The fibroblast growth factor (FGF) 23 is a hormone-like molecule that secretes from osteoblasts and has the function of suppressing the reabsorption of phosphorus in the distal renal tubule and lowering serum phosphorus. It has been shown that renal dysfunction increases serum FGF23 levels. Although the mechanism remains to be determined, it is also reported that the elevation of serum FGF23 might increase the risk of coronary vascular diseases (CVD). Nevertheless, there are very few reports related to FGF23 in patients with HIV. The goal of the present study was to investigate the relationship between serum FGF23 levels and clinical factors HIV patients.
Male HIV patients who visited the outpatient clinic of Teikyo University Hospital, Tokyo, Japan in 2015 and had been treated with anti-retroviral therapy for more than six months were enrolled. In addition to serum FGF23, clinical factors were also collected, including age, ART regimens, and laboratory data, and Framingham Coronary Heart Disease Risk Score (FHS). To study correlations with FGF23, spearman coefficients was used. To identify factors independently related with FGF23, multiple regression analysis was used.

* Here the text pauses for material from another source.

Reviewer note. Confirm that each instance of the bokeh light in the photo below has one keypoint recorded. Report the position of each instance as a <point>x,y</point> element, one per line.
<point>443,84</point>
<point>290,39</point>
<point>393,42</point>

Sixty-seven patients were enrolled. The median age was 43.7 years old. Median CD4 cell counts was 529/μL, and the median serum FGF 23 level was 36.0 pg/mL. According to spearman coefficients, serum FGF23 levels correlated with HIV RNA > 50 copies (r=0.3911, p=0.0011), serum cystatin C level(r=0.3199, p=0.0097), and some specific anti-HIV drugs; abacavir(ABC)/ lamivudine(3TC) use(r=0.3345, p=0.0057). FHS was not correlated (p=0.9655). According to multiple regression analysis, ABC/3TC use (p=0.00990) and HIV RNA>50 copies (p=0.00002) were significant factors related with the increase of serum FGF23 levels.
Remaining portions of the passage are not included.